Zamanlar ve algılar arasında sıçrayışlarla ilerleyen Türk; doğa, dişil, acı, merhamet, özgürlük gibi kavramların arkeolojik takibini yaparken, gözlerimizi teslim alan rejimleri de kritik ediyor sanki: gözdeki, bakıştaki berraklık arayışını; doğaya bulaşık, amorf bir bakışa yönlendiriyor. Bu bakışı anlamak için sanatçının düşünsel, varoluşsal çıkış noktalarını irdelemek gerek.
Sanatçının ilk imgesel durağı yukarıda söz edildiği gibi Euripides’in Bakkhalar adlı tragedyasıdır. Tragedya özetle, Thebai Kralı Pentheus’un Dionysos’un tanrılığını tanımaması üzerine Dionysos’un kralın annesi olan Agave’nin aklını başından alıp onu mainadı (kendine tapınanı) yaparak oğlu Pentheus’u bir panter sanıp parçalaması-öldürmesi sonrası duyduğu pişmanlık üzerinedir. Elbette her mitolojik hikaye gibi bu tragedyada da çok sayıda imgesel ve simgesel nokta mevcut. Pentheus, Apollonik aklın, düzenin, devletin, doğa-kültür ayrımının kültür yönünün temsilcisidir. Dionysos ise, bilindiği gibi, herhangi bir karşıtlığın değil; coşkunun, bedenin, şarabın ve insanı da kapsayan sınırsız aklın ve varlığın grotesk temsilcisidir. Bakkhalar da Dionysos’a tapınan, bütüncül doğanın kavramlara indirgenemeyen bilgelikleriyle ünlü kadınlardır. Agave ise Bakkhalar’ın aklına uyup, daha doğrusu kendi özünü (doğasını) keşfedip oğlunun temsil ettiği aklı, dünyayı (panteri) paramparça edendir. Evet sonunda yaşadıklarında derin bir matem ve pişmanlık vardır ancak kadın bedeni üzerine bindirilmiş bütün yüklerden de bu sayede kurtulmuştur. Bir tür aydınlanma yaşamıştır da denebilir. Nesli Türk, Agave adlı eserinde bu kahramanı çifte görünümle, kendinden yeni bir Agave doğurarak belki, resmederken Willendorf Venüsü veya Kybele’yi çağırır kimliksiz bedenler olarak. Tuhaf, kanlı bedeni ile basit sandalyelere oturan Agave, mükemmellik formunu, aklı (daire veya elipsi) geçersiz kılarak sanatçıya poz verir. Agave üzerindeki kan ve elinde tuttuğu kordonumsu uzantıyla adeta yeniden doğuşuna bakar özgüven ve huzurla. Burada beden görülmek, bakılmak ve manipüle edilmek için değil, kendi içinde başka bir doğanın çıkabileceğini, çoğalabileceğini fark eden bir sakinlikle var olur. Bakkhalar’ın tutsak edilemeyeceğini, boyun eğdirilemeyeceğini tragedyanın akışından biliyoruz.
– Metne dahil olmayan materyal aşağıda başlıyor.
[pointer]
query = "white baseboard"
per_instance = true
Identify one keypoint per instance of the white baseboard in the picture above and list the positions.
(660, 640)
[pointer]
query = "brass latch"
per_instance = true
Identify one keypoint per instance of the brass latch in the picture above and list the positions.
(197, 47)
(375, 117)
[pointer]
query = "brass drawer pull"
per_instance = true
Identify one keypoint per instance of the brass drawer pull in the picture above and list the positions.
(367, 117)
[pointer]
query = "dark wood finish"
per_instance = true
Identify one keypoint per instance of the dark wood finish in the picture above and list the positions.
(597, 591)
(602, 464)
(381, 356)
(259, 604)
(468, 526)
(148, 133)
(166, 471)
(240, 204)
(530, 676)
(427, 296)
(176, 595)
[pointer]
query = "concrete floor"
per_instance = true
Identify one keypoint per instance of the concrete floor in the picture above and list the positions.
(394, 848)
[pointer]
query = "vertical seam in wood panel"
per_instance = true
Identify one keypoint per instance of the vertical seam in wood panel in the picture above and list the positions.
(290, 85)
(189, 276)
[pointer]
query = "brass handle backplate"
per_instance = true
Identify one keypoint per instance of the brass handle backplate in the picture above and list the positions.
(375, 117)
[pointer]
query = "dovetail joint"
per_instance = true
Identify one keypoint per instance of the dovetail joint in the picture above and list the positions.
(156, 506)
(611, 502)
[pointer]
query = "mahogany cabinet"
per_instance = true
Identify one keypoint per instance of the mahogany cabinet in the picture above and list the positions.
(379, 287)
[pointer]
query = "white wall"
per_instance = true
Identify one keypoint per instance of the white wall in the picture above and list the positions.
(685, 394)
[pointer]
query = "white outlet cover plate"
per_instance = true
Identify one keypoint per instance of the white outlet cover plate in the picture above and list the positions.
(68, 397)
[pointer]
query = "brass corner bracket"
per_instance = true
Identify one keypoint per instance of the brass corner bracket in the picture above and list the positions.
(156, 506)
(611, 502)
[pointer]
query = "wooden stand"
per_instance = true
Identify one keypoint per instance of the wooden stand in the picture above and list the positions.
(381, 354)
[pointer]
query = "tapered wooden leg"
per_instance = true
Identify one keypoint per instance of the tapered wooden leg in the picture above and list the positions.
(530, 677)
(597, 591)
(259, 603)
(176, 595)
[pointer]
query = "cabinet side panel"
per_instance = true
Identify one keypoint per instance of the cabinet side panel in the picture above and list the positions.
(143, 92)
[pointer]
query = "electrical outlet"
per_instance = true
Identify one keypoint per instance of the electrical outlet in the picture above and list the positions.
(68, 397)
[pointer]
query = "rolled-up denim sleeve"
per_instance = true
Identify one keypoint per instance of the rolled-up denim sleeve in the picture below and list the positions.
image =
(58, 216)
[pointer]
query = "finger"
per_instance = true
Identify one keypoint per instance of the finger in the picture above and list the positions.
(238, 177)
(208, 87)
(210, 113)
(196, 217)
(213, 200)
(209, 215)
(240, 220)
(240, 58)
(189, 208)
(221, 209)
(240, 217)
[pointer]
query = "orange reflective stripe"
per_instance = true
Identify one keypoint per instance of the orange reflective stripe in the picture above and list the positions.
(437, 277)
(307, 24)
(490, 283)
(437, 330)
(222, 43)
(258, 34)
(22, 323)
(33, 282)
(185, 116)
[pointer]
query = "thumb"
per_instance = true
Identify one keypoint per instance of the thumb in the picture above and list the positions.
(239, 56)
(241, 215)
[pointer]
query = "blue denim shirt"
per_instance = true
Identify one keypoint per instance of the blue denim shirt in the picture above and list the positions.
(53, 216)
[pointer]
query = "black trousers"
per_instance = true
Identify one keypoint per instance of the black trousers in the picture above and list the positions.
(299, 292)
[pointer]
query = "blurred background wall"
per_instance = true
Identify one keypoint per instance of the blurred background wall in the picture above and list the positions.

Sanatçının bedene yaklaşım biçimi akla çağdaş felsefenin bazı kavramlarını getirmektedir. Özellikle biyopolitika ekseninde Agamben’in kullandığı biçimiyle Zoe ve Bios ayrımı burada kritiktir. Pentheus’un talep ettiği bedenler; siyasi birer nesne, düzen inşa edici, hukuka bağlanmış, kapasitesi arttırılmış itaatkâr bedenlerdir. Yani bios’tur. Oysaki Diyonizyak beden Zoe’nin yani çıplak yaşamın bedenleridir. Kimliklenmemiş, itaatsiz, siyasetin nesnesi olamayacak derecede canlılık kapasitesine ve duyumsamasına sahip varlık demektir zoe, ancak kurban edilebilirdir aynı zamanda.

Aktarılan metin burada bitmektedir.